B. In secondo luogo, fornisce una visualizzazione tridimensionale-dei segmenti epatici.
Immediatamente, una volta che l'ICG entra in una vena, appare la vista luminosa. Ciò avviene senza indugio. Man mano che il tessuto epatico si divide, la guida si sviluppa continuamente. Il processo si muove passo dopo passo, supportato da feedback dal vivo. Proprio lì, l'immagine aiuta a tenere traccia dei progressi.
C. La colorazione funziona bene sia che la procedura venga eseguita attraverso piccole incisioni o più grandi. Non importa se gli strumenti vengono inseriti tramite ambito o manualmente, - i risultati rimangono coerenti. Con entrambi i metodi, la chiarezza rimane forte. Anche quando le tecniche differiscono, i risultati rimangono stabili. Attraverso piccoli tagli o ampie aperture, la visibilità rimane chiara.
B. Cos'è la colorazione positiva?
Con l’imaging in tempo reale proveniente da una minuscola telecamera interna, i medici iniettano un colorante luminoso nel vaso sanguigno che alimenta la parte del fegato che contiene il tumore. Man mano che il colorante si diffonde, colora quella sezione, mostrando un bordo netto dove il tessuto cambia sulle superfici esterne ed interne dell'organo. Uno svantaggio? Dipingere l'area in questo modo richiede un controllo preciso - la competenza nella scansione durante l'intervento chirurgico e il posizionamento accurato dell'ago sono elementi indispensabili. Poiché colpire quei segni in modo coerente si rivela difficile, alcuni chirurghi scelgono invece di guidare gli aghi attraverso la pelle prima dell'intervento, contrassegnando la zona con la tintura in anticipo. Successivamente si procede con la rimozione minimamente invasiva della porzione definita, ottenendo risultati altrettanto buoni.

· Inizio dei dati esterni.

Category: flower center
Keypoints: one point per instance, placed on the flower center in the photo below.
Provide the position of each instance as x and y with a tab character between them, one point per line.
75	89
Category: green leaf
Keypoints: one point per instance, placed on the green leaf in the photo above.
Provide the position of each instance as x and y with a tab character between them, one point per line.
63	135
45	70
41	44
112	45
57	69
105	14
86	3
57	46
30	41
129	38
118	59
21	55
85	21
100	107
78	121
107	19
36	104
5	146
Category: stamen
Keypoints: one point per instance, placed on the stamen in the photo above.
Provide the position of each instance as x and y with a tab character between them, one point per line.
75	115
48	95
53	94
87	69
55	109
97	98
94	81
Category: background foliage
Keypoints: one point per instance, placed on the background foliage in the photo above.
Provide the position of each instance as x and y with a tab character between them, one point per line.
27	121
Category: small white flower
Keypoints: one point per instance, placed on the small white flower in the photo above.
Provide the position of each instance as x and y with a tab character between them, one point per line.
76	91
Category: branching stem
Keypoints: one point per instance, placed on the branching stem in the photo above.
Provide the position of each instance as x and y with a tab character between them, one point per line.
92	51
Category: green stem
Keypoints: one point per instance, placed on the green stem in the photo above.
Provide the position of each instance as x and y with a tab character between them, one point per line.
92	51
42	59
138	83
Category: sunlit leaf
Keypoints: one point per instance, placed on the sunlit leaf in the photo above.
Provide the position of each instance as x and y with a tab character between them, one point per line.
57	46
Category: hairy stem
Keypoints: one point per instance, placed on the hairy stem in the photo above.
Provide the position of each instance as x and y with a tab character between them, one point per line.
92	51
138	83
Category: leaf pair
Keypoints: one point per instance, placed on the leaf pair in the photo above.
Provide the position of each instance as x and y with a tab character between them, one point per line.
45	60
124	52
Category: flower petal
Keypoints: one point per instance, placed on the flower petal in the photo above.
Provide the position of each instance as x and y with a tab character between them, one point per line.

C. Cos'è la colorazione negativa?
Una volta bloccato il ramo portale che alimenta l'area del tumore, il colorante ICG entra in una vena. Il colore luminoso si diffonde attraverso le parti sane del fegato ma salta la sezione bloccata. Quella parte rimane buia mentre tutto il resto si illumina. Invece di illuminare direttamente la zona target, saltarla rende le cose meno complesse. Funziona meglio quando raggiungere i rami esterni al fegato è semplice - come sul lato sinistro (segmenti II e III) o nelle aree centrali-destre vicino ai dotti principali (IVb, V, VI). Quando si ritaglia solo un piccolo pezzo durante una procedura aperta, si tende a preferire che il bersaglio brilli chiaramente. Partendo in modo diverso dalla colorazione negativa, questo metodo ti consente di modificare quanto diventa scura la macchia e dove appare. I bordi della sezione del fegato risultano più nitidi e più facili da vedere. La resezione delle parti superiori della schiena - segmenti sette e otto - risulta in qualche modo più agevole. I problemi sorgono quando si tenta di colpire la vena porta; quella parte richiede una pratica seria. I chirurghi passano anni a stabilizzarsi. Quando si rimuovono più sezioni o metà del fegato, la tecnica più vecchia si adatta meglio. In basso c'è una tabella che aiuta a scegliere quale approccio funziona per ciascuna zona del fegato.